Algo me dizia que se eu não ligasse logo o carro, ia acabar carbonizado como um pássaro que acabava de cair na estrada, com um grunhido alto e agudo. Esperei que entrasse no carro e girei a chave. Funcionou perfeitamente.
E lá estava eu, andando pelas ruas de um asfalto perfeito, apesar de um tanto quentes demais. No toca-fitas que já não funcionava tinha uns meses, tocava algo que parecia pop dos anos 80. Eu sempre achei que aquilo era coisa do demônio mesmo.
- Hum, eu achava que os buracos no asfalto eram coisa... de vocês. - falei, tentando quebrar o silêncio.
- Não, não somos nós que fazemos chover. Além do quê, é muito mais tentador uma pista em linha reta com um asfalto perfeito, não? Sim, sim. Os rachas foram inventados por nós.
- Hum, faz sentido... Mas... por que me trouxe aqui?
- Porque você foi o azarado de estar no meu perímetro quando eu estava passando por perto.
- Ah... Que sorte. - pausa. - Hum, mas eu vou voltar?
- Ainda não sei. Apenas continue dirigindo.
Eu podia saltar do carro. Mas com certeza não saberia fugir daquele lugar. Minha esposa devia estar muito brava comigo, pois completávamos... quantos anos de casamento mesmo? Ou era o aniversário dela? Bem, não importa. Ela realmente ficaria muito brava comigo. E minha esposa brava com certeza era pior que qualquer outro demônio.
- Bem, sabe, é que eu tenho compromissos... sabe, minha esposa. Bem, é uma data especial, e nós íamos sair para jantar... e...
- Ah, claro. Sexo. Bem, essa invenção não é nossa, mas certamente foi uma bela idéia
deles. Eu entendo. Bem, você pode voltar aqui outro dia. E provavelmente será para todo o sempre. Então, terá muito tempo para conhecer tudo aqui.
E então o cenário mudou com a mesma rapidez. Estava na mesma rua escura e esquisita, e minha carona já não estava no carro. Mas as notas de "Jones, Jones, come doctor Jones, doctor Jones, doctor Jones wake up now..." ainda soavam na minha cabeça.

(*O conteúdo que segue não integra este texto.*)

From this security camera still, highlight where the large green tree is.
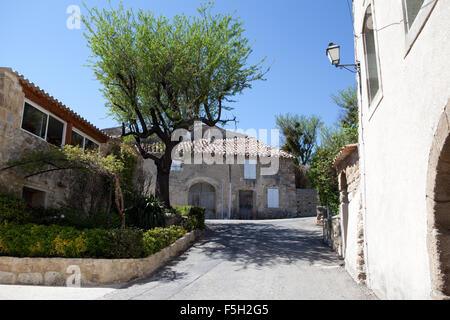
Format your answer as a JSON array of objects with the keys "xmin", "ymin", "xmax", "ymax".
[
  {"xmin": 331, "ymin": 86, "xmax": 359, "ymax": 142},
  {"xmin": 309, "ymin": 86, "xmax": 358, "ymax": 214},
  {"xmin": 83, "ymin": 4, "xmax": 267, "ymax": 205},
  {"xmin": 275, "ymin": 113, "xmax": 322, "ymax": 166}
]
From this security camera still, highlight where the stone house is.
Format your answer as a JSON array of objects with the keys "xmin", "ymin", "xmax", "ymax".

O carro funcionou e eu voltei pra casa. E não precisei pagar o reboque.
- Querido, que cheiro esquisito é esse na sua camisa? Parece enxofre...
- Isso é uma velharia, logo, uma republicação, embora nunca tenha aparecido aqui no Membrana. A questão é que Allana queria estar com humor e cabeça para escrever um texto digno de comemorar as 100 postagens do blog, mas não está com o mínimo humor/inspiração para isso. E como esse é um texto relativamente bom, e relativamente engraçado, então merece relativamente estar nesta ocasião tão especial para o blog.
- Allana queria saber fazer aquelas notas bonitinhas que Fernanda faz, mas não é uma blogueira profissional e a dita cuja não se encontra disponível para ensinar-lhe.
- Allana acha muito estranho falar de si mesma em terceira pessoa.
- 100 posts na Membrana que de Seletiva não tem nada! A equipe Membrana está preparando algumas surpresas, mas aparentemente só preparando mesmo. Sem previsão de quando vão ficar prontas.